I am no longer a melanoma researcher. In mid 2011 I needed to take a break and left my group leader position at the University Hospital of Zurich.
I remain extremely satisfied with what I achieved. I believe that I have made a lasting contribution to understanding how melanoma drives metastatic progression.
That I am no longer a part of this is saddening, but I'm confident the model will continue to thrive.

If you work in melanoma research, I wish you luck. KSH.

 

Do you work with melanoma cells in vitro?

Then you should explore HOPP.

Research summary

A melanoma lesion results from the uncontrolled growth of a malignantly transformed melanocyte. As it grows, this lesion comes to include a variety of cell types, including fibroblasts, macrophages, lymphocytes and other stroma. Until recently it was widely assumed that the melanoma cell population within the lesion was a homogenous one, that all melanoma cells were the same. However, it turns out that this is a false assumption to make. Many researchers now appreciate that there are distinct subpopulations of melanoma cells co-existing within any given lesion. How are these subpopulations distinguished?

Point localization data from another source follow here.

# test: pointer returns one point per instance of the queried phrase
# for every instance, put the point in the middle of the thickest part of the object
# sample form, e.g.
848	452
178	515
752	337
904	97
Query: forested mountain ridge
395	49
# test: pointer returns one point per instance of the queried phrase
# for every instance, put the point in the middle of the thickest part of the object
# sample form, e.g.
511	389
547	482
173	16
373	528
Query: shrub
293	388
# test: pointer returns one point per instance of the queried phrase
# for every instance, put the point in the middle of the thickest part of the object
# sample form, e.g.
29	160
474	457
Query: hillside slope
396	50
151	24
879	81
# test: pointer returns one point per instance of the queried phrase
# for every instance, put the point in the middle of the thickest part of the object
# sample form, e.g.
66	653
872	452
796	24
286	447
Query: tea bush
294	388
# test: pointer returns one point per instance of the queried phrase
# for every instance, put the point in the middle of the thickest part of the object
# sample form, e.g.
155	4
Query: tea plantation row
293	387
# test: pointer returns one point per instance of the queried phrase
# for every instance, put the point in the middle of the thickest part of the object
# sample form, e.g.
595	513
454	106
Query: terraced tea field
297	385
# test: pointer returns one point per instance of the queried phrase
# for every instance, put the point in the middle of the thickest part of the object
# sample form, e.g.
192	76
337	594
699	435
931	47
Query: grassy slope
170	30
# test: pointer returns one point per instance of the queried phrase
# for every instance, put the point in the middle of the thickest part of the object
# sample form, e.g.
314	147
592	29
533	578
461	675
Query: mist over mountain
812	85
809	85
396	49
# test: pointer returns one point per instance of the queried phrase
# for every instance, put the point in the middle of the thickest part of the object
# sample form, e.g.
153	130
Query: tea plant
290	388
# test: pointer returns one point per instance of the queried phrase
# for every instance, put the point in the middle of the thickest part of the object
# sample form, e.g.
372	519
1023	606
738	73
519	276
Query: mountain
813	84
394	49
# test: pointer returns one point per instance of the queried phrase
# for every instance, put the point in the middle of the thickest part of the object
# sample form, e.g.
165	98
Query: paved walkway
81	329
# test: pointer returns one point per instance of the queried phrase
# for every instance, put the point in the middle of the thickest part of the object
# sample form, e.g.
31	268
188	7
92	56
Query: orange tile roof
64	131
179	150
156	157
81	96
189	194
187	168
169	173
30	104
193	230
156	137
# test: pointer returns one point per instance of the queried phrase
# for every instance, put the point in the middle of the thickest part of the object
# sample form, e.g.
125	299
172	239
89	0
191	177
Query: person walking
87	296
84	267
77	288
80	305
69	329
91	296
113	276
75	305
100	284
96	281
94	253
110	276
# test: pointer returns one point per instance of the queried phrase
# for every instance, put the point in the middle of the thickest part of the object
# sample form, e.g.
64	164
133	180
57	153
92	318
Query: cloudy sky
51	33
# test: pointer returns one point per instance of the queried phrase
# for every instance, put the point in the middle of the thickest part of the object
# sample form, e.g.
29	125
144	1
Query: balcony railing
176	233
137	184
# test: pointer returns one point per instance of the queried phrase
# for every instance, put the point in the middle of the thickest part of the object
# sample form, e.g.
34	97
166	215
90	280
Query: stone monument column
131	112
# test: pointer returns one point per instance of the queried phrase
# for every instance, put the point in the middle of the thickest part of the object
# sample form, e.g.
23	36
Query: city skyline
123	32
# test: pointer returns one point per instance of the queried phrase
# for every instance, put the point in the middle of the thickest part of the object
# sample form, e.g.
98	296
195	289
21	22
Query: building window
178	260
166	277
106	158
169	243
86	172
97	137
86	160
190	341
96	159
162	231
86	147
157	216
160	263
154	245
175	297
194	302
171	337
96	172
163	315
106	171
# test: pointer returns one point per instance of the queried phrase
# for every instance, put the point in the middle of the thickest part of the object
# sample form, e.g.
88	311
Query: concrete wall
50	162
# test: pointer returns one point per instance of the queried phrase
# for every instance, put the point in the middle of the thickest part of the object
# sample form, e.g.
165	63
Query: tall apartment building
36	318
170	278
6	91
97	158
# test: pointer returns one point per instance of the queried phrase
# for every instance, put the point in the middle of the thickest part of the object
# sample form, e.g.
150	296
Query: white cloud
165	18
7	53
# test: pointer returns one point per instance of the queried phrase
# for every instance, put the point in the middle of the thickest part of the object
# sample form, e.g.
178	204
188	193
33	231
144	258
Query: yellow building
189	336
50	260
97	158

One of the earliest pieces of molecular evidence that there are subpopulations of melanoma cells came from gene expression profiling experiments carried out on melanoma cell cultures. These and other experiments have shown that there are two distinct phenotypes of melanoma cell. One of these is a proliferative phenotype. This type of melanoma cell divides relatively quickly and likely contributes to the bulk of any given lesion or metastasis. The second type is an invasive phenotype. This one divides slowly but is more motile and invasive, and is responsible for metastatic spread. The question is, how does melanoma "work" when the characteristics of proliferation and invasion appear to be split between two different cell types?

The phenotype switching model for melanoma progression is a hypothesis which addresses that question. The idea is that melanoma cells respond to specific signals in their microenvironment to change back-and-forth between states of proliferation and invasion.